Is It Safe To Try Makeup Testers At Beauty Stores?

When buying a new foundation, lipstick, or any beauty product, we often find ourselves questioning if the product is right for our skin or features. To combat the uncertainty, cosmetic stores worldwide implemented the infamous makeup testers. Makeup testers seem great at first glance, as they allow consumers to try out a product before purchasing. Though, the more you think about the number of people using testers, the more unsanitary it may seem.

The argument over whether makeup testers are truly safe has spanned over the course of several years. It increased in popularity back in 2017 when a woman in California sued her local Sephora, claiming that she caught cold sores from a lipstick tester. Sephora provided Today with a statement on the matter, stating that "We take product hygiene very seriously and we are dedicated to following best practices in our stores." However, the company still had makeup testers out in their stores at the time, only pulling them from shelves during the pandemic. Today, many stores have begun placing makeup testers out for use once again. The truth is, it still isn't truly safe to be using these testers. Luckily, there are ways to minimize the risks and still try on new makeup products while shopping.

The dangers of makeup testers

No matter if you are the first in the store or the last customer of the day, makeup testers are full of bacteria. You may think that employees clean or replace the testers. But due to more pressing matters, this often doesn't happen. While we also like to think the best of our peers, telling ourselves that they won't double dip, that they'll always use a disposable spoolie, and that most people avoid touching the product with their fingers — you can never be too careful.

"Most commonly seen is E. coli from people who do not wash their hands after using the bathroom," chemist Ginger King tells Allure. According to Mayo Clinic, an E. coli infection can cause stomach cramps, bloody diarrhea, and vomiting. It can also be described as the "stomach virus on steroids," and it's an infection you'd want to avoid at all costs.
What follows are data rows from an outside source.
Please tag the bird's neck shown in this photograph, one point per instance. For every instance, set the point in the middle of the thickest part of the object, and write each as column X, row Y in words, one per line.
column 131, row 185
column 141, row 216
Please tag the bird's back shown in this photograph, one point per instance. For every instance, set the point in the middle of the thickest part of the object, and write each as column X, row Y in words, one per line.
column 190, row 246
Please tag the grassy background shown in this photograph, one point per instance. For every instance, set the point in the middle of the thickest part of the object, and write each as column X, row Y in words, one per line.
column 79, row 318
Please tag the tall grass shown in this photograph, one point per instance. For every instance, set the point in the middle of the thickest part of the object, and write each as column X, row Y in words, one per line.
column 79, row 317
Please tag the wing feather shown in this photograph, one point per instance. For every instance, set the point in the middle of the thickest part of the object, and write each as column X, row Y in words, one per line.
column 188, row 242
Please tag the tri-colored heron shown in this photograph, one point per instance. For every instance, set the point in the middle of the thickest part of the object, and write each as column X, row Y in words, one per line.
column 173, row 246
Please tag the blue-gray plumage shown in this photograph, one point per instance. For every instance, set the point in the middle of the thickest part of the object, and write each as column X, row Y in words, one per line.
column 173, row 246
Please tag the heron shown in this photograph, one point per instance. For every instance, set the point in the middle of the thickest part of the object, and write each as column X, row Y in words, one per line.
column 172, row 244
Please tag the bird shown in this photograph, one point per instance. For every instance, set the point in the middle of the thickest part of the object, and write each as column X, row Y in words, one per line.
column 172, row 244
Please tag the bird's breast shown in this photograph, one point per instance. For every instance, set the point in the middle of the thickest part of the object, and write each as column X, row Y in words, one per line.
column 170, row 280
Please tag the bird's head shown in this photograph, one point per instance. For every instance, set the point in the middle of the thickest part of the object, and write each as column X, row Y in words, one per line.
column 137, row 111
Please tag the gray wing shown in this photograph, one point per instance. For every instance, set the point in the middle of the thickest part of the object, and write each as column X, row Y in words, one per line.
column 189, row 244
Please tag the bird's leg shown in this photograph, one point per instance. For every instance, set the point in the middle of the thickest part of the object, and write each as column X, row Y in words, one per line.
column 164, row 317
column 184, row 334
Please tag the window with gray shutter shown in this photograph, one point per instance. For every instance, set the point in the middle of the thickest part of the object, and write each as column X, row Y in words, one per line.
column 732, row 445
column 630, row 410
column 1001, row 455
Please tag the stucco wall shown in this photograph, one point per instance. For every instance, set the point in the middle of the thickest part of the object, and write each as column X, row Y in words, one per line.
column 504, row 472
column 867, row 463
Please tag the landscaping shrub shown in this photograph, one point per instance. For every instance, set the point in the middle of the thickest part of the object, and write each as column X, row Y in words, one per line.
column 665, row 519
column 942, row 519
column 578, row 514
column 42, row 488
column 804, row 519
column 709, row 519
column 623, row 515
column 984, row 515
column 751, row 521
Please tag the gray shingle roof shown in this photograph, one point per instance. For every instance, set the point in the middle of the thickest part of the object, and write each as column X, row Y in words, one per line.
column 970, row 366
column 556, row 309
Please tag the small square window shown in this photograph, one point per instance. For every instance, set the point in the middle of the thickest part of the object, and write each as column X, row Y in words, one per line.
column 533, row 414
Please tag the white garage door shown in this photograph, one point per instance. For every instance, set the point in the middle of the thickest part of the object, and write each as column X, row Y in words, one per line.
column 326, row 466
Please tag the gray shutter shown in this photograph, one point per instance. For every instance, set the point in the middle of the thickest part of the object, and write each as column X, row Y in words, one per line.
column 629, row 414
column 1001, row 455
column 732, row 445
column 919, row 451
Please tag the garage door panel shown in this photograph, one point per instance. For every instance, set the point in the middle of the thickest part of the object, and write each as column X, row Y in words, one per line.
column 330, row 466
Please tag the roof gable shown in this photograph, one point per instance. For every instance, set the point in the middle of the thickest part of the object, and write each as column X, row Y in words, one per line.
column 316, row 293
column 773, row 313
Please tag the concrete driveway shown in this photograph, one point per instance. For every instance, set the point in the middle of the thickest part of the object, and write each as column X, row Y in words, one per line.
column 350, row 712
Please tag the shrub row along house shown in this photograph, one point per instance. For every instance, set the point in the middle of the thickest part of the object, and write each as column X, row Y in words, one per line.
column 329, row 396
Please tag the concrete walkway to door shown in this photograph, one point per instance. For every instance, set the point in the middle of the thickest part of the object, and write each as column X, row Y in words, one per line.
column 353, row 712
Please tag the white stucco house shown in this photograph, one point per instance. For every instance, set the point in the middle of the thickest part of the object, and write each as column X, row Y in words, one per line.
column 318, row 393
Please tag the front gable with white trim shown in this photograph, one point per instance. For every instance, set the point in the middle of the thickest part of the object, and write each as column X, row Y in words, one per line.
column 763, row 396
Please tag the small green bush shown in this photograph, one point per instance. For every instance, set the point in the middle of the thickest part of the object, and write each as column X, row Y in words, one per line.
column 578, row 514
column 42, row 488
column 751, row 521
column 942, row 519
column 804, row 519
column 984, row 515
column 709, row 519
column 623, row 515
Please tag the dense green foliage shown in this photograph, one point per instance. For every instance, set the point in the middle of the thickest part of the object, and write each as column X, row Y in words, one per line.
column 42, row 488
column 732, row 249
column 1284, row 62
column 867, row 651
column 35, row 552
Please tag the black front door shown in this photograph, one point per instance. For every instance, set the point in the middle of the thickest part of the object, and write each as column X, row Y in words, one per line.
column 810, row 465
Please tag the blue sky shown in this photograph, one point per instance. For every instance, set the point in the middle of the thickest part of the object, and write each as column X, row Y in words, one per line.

E. coli is not the only danger of makeup testers, though. Almost any virus can be transmitted through these testers as people cough and sneeze on them. Other common infections (such as eye infections) can be transmitted from mascara testers.

How to stay safe when testing new products

Though there are dangers to using makeup testers at your favorite cosmetic stores, most of us still prefer to try out products before we drop cash on them. Luckily, there are safer ways to try out new products in stores. Before trying a tester already out, you can always ask an employee to open a new one for you. Many times they will — or they'll have an individual trial size available just for you.
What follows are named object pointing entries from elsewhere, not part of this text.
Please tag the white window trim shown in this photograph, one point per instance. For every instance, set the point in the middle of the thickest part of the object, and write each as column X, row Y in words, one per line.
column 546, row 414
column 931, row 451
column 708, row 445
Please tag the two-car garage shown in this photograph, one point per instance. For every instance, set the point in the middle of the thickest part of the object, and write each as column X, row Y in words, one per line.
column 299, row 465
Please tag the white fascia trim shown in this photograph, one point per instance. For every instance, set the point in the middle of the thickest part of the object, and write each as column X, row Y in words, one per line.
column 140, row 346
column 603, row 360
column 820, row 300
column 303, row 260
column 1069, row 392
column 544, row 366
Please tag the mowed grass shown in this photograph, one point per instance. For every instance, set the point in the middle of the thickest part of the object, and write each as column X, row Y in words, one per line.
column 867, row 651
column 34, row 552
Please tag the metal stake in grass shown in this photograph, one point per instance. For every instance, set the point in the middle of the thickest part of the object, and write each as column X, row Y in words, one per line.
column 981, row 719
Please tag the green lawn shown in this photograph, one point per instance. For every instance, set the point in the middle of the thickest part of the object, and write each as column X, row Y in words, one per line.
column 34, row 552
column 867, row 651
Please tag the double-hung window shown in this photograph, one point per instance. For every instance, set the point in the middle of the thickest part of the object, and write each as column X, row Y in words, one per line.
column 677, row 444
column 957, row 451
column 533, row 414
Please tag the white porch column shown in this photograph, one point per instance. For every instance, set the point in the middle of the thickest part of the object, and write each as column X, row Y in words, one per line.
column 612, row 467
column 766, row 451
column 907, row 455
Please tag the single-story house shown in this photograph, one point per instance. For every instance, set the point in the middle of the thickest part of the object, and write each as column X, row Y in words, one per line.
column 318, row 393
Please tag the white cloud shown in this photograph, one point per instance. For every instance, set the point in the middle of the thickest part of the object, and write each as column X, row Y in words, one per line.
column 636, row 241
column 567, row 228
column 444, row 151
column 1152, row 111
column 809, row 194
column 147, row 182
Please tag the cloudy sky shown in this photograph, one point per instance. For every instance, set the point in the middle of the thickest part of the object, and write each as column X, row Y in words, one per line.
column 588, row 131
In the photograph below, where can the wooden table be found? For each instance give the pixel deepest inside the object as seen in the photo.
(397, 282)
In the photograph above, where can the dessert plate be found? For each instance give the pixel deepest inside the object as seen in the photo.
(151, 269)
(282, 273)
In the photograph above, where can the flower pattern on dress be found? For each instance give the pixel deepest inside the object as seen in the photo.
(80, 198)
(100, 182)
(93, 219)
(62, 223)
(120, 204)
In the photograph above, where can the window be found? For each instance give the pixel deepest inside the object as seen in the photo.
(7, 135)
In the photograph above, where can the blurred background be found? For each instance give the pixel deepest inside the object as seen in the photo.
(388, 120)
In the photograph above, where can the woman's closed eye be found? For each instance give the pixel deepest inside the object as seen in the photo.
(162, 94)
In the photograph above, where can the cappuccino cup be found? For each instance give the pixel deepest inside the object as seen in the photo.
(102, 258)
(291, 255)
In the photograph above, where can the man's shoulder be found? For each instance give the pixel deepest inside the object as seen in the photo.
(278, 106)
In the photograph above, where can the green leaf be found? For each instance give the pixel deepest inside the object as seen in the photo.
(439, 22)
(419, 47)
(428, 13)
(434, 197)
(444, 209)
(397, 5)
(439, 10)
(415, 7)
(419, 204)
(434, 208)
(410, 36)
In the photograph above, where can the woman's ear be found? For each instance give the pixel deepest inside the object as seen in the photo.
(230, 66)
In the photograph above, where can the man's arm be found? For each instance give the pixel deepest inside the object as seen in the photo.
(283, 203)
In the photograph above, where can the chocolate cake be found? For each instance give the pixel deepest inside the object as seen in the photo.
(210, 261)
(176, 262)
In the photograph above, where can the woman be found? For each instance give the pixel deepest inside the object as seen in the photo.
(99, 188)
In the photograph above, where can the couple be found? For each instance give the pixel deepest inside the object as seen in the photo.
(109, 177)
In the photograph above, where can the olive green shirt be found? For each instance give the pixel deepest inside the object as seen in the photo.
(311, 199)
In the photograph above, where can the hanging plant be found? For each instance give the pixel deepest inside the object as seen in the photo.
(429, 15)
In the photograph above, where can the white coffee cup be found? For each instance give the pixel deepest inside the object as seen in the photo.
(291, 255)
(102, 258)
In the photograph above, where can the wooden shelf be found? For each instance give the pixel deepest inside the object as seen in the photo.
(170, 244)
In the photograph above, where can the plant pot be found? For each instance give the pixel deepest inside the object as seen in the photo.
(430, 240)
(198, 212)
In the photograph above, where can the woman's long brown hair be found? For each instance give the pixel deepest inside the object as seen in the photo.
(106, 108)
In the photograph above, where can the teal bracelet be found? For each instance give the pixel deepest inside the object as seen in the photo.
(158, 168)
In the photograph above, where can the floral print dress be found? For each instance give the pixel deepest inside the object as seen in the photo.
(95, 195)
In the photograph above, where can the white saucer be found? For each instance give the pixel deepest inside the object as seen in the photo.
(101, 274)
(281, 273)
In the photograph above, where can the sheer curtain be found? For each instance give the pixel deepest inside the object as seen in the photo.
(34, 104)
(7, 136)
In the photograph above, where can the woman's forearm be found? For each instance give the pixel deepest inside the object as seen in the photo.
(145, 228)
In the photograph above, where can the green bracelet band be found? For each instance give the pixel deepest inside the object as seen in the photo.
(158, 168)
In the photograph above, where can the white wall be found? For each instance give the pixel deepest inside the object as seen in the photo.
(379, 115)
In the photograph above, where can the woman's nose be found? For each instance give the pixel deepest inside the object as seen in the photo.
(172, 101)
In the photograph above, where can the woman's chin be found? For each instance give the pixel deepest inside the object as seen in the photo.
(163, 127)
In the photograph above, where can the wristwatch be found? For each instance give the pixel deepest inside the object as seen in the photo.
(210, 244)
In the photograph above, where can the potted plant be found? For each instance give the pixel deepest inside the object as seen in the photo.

If a new tester isn't an option, there are several simple rules that can mitigate the dangers of used products. First, try products out on your wrist, back of the hand, or neck instead of your face. Germs are more likely to get into your body through your eyes, mouth, or nose. Also, don't be afraid to clean the products before using them. Alcohol spritzers are often located around beauty counters and work especially well with powders. Professional makeup artist Joanna Schlip tells Allure, "If you mist it, you have a really good chance of killing off a lot of the bacteria." Wipe the packaging down and remove the last used layer of product to ensure you get rid of the germs.

Finally, the pandemic brought new ways to test makeup, like virtual try-on experiences in retailers. This technology allows users to see what a product would look like on them without physically applying the product. It's a safe way to test new products before you buy.